Перед выездом мы уже успели поспорить. Хотя я вполне в состоянии сам причесать и накрасить ее для выступления, она настаивает на помощи Фарли. Поэтому мы явились на час раньше, чем было запланировано.
Героиня сегодняшнего вечера – Хейзл, и я должен четко отделять все связанное с ней от нашей с Фарли истории. Увы, это у меня не получается. Мы уже много раз ходили вместе на школьные концерты и готовились к ним, но теперь привычные вещи воспринимаются по-новому. Атмосфера кажется по-особому заряженной.
Вот оно как бывает. Знаешь человека во всех подробностях: какое у него лицо, какая фигура, какие странности, что он любит, чего не любит. И вдруг комфортное спокойствие в ваших отношениях сменяется адреналиновыми всплесками. Саму Фарли я знаю давно, а теперь мне знаком еще и вкус ее поцелуя. Тот тихий стон, который она издала, когда наши губы разомкнулись, не перестает звучать у меня в голове. Из-за этого я, как никогда раньше, хочу узнавать о ней все больше и больше: какой еще она может быть, как еще может звучать ее голос.
Уловив боковым зрением движение, я поворачиваюсь к Хейзл, которая нетерпеливо мне машет.
Фарли открывает дверь и радостно улыбается. Я запинаюсь – будем считать, что из-за неровности бетонного пола, а вовсе не из-за того, какая Фи сегодня красивая. Ведь мы едем на обыкновенный школьный концерт, причем в пятый, десятый или черт знает который раз. Она наш лучший друг, и Хейзл ее любит.
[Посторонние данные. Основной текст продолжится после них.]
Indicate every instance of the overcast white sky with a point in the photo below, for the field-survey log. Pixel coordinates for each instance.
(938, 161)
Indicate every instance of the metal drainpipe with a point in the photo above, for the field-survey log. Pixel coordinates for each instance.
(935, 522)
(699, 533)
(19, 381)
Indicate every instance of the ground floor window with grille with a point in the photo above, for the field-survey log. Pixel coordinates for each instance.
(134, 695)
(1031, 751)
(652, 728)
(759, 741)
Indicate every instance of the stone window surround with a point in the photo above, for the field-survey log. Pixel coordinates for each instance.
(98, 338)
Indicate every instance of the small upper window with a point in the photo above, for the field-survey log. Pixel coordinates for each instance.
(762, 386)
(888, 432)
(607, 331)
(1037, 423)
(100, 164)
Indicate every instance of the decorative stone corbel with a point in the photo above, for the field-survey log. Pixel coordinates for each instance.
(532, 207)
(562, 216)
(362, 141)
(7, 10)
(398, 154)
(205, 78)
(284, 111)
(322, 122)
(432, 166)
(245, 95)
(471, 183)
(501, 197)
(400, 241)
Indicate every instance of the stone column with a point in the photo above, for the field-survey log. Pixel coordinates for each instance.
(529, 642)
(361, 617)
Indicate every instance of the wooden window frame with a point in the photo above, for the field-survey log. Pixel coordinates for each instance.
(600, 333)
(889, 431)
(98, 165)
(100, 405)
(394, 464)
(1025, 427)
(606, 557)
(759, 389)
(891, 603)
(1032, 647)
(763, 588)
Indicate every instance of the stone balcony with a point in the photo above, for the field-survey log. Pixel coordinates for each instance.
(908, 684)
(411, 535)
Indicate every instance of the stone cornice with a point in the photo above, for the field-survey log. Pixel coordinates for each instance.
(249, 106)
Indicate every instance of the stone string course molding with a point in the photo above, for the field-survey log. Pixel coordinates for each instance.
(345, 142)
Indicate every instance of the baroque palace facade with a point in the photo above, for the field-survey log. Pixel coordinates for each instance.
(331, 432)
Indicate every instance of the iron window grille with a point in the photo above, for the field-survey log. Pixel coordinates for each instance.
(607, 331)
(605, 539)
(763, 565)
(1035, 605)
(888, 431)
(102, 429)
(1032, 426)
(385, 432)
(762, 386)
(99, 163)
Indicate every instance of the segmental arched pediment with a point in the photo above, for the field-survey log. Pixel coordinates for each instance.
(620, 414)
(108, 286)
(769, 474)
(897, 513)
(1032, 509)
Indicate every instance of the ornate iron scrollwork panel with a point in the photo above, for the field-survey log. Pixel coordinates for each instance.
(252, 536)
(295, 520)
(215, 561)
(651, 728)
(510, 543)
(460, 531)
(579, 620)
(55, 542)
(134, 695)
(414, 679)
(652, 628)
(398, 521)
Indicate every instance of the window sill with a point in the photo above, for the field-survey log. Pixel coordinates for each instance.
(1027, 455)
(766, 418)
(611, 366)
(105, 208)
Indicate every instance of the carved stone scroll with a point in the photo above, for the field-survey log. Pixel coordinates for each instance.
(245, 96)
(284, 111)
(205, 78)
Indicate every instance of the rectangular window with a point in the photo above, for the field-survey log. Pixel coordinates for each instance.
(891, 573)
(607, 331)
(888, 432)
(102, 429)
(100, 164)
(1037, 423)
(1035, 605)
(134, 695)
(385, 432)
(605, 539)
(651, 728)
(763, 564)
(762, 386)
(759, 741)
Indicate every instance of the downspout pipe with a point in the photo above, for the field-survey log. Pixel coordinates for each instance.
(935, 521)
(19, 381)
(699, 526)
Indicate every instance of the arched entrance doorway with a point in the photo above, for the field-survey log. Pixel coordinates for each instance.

Да, этот вечер посвящен моей дочери, и все же сегодняшний концерт значит для меня больше, чем все предыдущие. Я ловлю каждый момент, благодаря судьбу, Бога, вселенную, или чертова Уолта Диснея – в общем, того, кто сидит наверху и всем дирижирует, – за то, что однажды Фи ворвалась в мою жизнь так же решительно и с такими же неудобными последствиями, как дождь, который лил в тот день.
Хейзл довольно сильно шлепает меня по бедру, и я ловлю в зеркале ее виноватую улыбку.
Хейзл склоняет голову набок, скашивает глаза и растягивает приоткрытый рот в кривой улыбке. Я укоризненно хлопаю ее тыльной стороной ладони по плечу и смеюсь. Она перестает гримасничать и улыбается. Глаза у девочки отцовские – того же чистого голубого цвета, такие же пронзительные. В них невозможно долго смотреть, как невозможно долго держать в руках лед.
Ограничившись таким ответом, я опять беру расческу, чтобы чем-то занять руки.
Пытаюсь сделать строгое лицо и сжимаю губы, чтобы не рассмеяться, но все равно фыркаю.
– Я пойду с ней, а ты займи нам места, – говорю я Майеру, когда мы входим в зал.
– Ладно, – улыбается он мне.
В последнее время он стал улыбаться гораздо чаще, чем раньше. Не удивлюсь, если у него даже лицо устает.
Этими словами Майер всегда напутствует Хейзл перед концертом. Когда он произнес их в первый раз, мы нахмурились и переглянулись, а потом вопросительно посмотрели на него. Он объяснил, что так говорил ему отец перед каждым футбольным или бейсбольным матчем. «Я думал, и здесь годится», – сказал Май, пожав плечами.
Мы с ней идем за кулисы. Сначала подходим к учительнице, а потом проделываем собственный маленький ритуал.